Browser tool

Picture to PDF

Combine pictures into a single multi-page PDF in your browser. No signup, no upload.

One image per page · combines pictures into a PDF; unsupported files are skipped and reported.
Result will appear here.

How this tool works

What it does

Picture to PDF combines pictures into one multi-page PDF, one image per page.

Page & margin

Choose A4, Letter, or Auto, and a margin in millimetres.

Embedding

JPEG embedding is smaller and flattens transparent areas onto white; PNG embedding preserves transparency when the source has an alpha channel.

Privacy & metadata

In-browser only; nothing is uploaded. Browser canvas and PDF export usually strip EXIF, GPS, and other source metadata.

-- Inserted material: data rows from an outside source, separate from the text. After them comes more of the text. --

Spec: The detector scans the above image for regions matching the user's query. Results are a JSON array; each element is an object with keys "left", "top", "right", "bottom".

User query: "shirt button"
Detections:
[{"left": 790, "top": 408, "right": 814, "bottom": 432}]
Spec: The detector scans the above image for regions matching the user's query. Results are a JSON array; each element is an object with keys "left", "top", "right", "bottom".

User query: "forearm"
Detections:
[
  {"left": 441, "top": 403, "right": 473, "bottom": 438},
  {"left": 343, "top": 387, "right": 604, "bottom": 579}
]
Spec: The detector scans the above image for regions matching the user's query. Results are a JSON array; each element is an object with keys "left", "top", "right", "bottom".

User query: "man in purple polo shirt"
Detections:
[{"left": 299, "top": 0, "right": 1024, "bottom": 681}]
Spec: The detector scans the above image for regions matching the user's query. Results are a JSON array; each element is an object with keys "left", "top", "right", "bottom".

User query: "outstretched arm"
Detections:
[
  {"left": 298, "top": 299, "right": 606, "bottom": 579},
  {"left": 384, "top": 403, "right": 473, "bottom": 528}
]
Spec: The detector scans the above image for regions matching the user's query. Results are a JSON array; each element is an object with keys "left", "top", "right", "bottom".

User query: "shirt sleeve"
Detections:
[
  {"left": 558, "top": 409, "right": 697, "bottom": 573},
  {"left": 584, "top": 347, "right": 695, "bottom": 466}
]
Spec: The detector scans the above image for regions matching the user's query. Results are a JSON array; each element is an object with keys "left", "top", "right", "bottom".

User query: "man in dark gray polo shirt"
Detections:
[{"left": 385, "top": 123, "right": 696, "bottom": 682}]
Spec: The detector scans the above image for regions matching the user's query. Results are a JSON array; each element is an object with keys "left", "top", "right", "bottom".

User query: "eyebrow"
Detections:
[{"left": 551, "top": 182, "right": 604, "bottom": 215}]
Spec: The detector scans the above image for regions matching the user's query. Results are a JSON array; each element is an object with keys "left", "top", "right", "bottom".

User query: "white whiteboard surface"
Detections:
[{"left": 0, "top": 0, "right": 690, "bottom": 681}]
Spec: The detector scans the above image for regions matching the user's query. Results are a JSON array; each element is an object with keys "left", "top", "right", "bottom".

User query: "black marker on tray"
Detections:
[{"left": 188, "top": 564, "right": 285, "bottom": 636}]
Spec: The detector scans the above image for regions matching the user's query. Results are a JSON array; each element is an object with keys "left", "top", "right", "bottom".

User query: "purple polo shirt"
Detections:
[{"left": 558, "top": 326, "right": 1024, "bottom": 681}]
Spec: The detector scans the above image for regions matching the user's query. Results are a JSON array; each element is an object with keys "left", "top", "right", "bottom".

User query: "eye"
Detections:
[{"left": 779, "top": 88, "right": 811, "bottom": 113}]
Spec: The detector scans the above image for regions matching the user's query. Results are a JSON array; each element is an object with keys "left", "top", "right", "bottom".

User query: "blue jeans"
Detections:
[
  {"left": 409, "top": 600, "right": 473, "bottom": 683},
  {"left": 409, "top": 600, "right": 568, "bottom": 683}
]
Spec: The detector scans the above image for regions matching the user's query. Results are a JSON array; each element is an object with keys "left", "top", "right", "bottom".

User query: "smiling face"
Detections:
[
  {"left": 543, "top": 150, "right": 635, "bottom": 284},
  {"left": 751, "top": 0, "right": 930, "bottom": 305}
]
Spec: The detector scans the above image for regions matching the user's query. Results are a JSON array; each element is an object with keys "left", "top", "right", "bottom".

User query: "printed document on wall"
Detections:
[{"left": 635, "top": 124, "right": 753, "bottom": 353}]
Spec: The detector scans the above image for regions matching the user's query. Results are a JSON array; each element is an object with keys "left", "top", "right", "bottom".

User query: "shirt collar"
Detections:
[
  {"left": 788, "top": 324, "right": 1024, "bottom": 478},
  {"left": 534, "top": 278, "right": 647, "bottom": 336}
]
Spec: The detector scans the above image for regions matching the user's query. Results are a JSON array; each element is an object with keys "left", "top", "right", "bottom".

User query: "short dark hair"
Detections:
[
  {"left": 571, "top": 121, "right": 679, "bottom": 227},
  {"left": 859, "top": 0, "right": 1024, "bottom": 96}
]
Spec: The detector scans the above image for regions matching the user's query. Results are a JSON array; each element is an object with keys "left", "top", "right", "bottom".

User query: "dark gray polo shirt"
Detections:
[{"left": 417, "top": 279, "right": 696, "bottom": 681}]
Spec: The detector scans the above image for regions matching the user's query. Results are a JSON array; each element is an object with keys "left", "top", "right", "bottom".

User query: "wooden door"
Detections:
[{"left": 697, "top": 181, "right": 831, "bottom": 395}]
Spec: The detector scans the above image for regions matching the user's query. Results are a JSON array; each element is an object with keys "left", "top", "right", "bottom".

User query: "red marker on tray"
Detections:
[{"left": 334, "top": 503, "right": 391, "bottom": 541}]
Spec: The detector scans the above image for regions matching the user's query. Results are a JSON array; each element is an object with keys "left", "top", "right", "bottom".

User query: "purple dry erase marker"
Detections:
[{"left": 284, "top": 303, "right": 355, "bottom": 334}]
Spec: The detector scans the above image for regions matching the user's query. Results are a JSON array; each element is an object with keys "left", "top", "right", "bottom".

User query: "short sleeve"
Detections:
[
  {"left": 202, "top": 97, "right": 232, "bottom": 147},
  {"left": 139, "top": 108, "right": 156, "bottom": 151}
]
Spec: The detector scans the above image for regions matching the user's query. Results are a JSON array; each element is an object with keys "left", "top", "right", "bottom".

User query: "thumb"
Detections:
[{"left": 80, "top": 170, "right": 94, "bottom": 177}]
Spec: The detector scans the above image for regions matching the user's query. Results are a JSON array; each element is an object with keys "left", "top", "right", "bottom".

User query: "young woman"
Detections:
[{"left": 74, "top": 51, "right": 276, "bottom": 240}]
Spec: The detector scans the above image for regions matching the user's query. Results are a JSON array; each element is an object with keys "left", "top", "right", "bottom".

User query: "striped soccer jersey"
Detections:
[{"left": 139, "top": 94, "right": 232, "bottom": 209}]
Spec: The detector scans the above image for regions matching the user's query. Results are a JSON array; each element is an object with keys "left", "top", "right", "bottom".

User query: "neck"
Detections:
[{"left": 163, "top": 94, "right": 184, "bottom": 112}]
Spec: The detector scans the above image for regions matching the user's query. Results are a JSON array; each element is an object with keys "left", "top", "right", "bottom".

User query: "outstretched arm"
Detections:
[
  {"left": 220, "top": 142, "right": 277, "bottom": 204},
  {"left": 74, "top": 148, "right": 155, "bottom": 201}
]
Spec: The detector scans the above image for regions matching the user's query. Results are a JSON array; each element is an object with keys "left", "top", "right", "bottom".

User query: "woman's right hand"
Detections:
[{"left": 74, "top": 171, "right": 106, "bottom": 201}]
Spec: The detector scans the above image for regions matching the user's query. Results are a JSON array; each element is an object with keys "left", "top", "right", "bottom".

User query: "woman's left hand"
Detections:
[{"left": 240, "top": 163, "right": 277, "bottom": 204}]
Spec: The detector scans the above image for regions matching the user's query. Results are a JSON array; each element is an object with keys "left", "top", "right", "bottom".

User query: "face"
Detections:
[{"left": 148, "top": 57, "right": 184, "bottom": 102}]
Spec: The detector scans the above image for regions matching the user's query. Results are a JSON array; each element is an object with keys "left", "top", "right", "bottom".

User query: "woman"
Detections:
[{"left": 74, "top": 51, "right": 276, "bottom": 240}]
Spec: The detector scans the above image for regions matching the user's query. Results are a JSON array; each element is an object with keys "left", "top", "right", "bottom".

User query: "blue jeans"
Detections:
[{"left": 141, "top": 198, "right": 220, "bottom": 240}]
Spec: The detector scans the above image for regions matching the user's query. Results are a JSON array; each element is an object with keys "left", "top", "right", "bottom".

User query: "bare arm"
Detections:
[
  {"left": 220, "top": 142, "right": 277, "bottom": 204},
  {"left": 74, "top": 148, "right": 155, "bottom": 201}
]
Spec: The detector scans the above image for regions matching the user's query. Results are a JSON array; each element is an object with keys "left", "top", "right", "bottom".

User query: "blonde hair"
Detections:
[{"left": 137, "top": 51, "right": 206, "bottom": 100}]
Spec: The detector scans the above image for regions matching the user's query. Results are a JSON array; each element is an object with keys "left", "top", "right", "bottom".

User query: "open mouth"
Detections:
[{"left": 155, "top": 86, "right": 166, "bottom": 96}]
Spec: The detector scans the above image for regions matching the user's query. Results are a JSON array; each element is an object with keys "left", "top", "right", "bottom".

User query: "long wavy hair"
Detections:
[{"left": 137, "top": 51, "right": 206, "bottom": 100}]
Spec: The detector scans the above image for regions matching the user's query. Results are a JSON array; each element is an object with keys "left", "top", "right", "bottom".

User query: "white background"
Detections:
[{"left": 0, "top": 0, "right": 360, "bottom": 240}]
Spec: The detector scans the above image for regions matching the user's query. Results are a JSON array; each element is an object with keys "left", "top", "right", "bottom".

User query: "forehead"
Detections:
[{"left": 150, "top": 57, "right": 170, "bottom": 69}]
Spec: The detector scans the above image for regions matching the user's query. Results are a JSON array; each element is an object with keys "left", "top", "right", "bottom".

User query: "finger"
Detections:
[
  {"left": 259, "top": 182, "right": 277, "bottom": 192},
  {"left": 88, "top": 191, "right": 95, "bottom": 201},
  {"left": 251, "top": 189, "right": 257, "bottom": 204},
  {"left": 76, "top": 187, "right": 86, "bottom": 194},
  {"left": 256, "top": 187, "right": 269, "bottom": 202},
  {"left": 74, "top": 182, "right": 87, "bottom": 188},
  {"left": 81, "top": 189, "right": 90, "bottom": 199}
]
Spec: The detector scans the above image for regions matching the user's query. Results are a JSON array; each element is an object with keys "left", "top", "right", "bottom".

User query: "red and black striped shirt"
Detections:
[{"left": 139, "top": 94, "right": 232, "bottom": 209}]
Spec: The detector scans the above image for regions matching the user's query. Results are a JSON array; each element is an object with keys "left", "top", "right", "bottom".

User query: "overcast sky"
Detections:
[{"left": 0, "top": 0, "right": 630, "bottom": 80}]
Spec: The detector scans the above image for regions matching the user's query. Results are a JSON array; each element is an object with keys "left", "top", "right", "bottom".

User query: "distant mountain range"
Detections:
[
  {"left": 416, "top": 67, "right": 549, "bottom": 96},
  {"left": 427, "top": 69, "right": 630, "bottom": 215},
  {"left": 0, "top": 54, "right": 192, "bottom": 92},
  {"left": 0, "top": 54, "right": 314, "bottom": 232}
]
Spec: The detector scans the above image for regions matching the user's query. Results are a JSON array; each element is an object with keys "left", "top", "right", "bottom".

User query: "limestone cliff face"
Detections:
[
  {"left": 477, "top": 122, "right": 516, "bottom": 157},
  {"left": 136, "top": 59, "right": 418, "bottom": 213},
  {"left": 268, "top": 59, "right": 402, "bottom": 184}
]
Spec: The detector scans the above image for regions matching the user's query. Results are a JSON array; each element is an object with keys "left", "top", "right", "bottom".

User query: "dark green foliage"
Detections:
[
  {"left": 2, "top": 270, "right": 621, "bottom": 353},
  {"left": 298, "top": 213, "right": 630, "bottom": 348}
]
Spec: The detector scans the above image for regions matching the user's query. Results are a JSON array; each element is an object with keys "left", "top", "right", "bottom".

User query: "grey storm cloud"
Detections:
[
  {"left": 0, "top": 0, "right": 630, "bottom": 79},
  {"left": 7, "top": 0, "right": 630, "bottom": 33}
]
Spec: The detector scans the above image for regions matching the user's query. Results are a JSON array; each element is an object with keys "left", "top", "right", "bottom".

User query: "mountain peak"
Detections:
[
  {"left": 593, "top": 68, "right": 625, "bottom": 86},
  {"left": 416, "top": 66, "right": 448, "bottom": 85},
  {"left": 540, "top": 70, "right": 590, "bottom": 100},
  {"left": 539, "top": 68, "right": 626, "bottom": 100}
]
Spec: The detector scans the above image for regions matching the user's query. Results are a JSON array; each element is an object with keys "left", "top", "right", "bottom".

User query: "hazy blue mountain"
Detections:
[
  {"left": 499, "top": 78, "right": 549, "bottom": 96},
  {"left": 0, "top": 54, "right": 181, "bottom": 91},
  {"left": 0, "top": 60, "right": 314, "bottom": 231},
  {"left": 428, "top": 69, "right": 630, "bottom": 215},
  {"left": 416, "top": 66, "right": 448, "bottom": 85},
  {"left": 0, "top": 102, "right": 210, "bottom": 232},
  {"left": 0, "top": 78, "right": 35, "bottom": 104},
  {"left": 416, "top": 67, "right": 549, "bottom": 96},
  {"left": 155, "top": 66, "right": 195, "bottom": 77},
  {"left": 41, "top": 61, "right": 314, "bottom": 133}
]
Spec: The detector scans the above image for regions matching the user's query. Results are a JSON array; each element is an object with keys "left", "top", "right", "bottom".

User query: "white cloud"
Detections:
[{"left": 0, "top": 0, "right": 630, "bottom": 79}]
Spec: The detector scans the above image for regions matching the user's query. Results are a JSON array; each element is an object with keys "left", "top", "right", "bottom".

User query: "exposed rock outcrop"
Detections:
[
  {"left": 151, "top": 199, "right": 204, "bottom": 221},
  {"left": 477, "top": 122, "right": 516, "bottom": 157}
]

Picture to PDF in your browser

Picture to PDF combines pictures into a single multi-page PDF in your browser — the files are read locally and never uploaded to a server. Each picture becomes one page.

Choose the page size, margin, how each image fits the page, and the embedding format. Images are embedded as JPEG by default for a smaller file (transparent areas are flattened onto white); you can switch to PNG embedding, which preserves transparency when the source image has an alpha channel. If a file is unsupported, corrupt, or too large, Picture to PDF skips it and reports it, and still builds the PDF from the images that worked.

Picture to PDF shows how many images were added, how many were skipped, the page size, and the embedding format in the result panel. Browser canvas and PDF export usually strip EXIF, GPS, and other source metadata.

How to use Picture to PDF

  1. Upload your pictures into Picture to PDF — click, press Enter, or drag several in at once.
  2. Choose the page size, margin, fit mode, and embedding format in Picture to PDF.
  3. Click Process — Picture to PDF puts each picture on its own page and builds one PDF.
  4. Review Picture to PDF’s result panel — images added, any skipped, page size — then download the PDF.

Why use Picture to PDF

One page per image

Picture to PDF places each picture on its own page and builds a single multi-page PDF.

Skips bad files

Picture to PDF skips unsupported or corrupt files and reports them instead of failing the whole PDF.

Page & fit control

Pick the page size, margin, and how each image fits the page.

Private by design

Picture to PDF runs in your browser; nothing is uploaded.

Common uses for Picture to PDF

Bundling pictures

Combine several pictures into one PDF to send or archive.

Making a printable doc

Use A4 or Letter with a margin for a print-ready PDF.

Scans to one file

Turn photographed or scanned pages into a single multi-page PDF.

Any-device PDF building

Build from a phone, tablet, or computer browser with files staying local.

Frequently asked questions

Are my pictures uploaded to a server by Picture to PDF?

No. Picture to PDF builds the PDF in your browser, and your pictures are never sent to imgtoolsbase or any server.

Can I add many pictures at once to Picture to PDF?

Yes. Picture to PDF accepts multiple files and makes one page per image. If a file is unsupported, corrupt, or too large, Picture to PDF skips it, lists it, and still builds the PDF from the rest.

What does the fit mode in Picture to PDF do?

Contain keeps the whole picture visible inside the page margins. Cover fills the page and may crop the picture’s edges. Stretch fills the page exactly and may distort the picture.

What page size should I pick in Picture to PDF?

A4 or Letter give each picture a standard fixed page. Auto sizes the page to the picture itself (capped so a very large picture cannot create an enormous page). Pick a fixed size for printing, or Auto to avoid extra white space around each picture.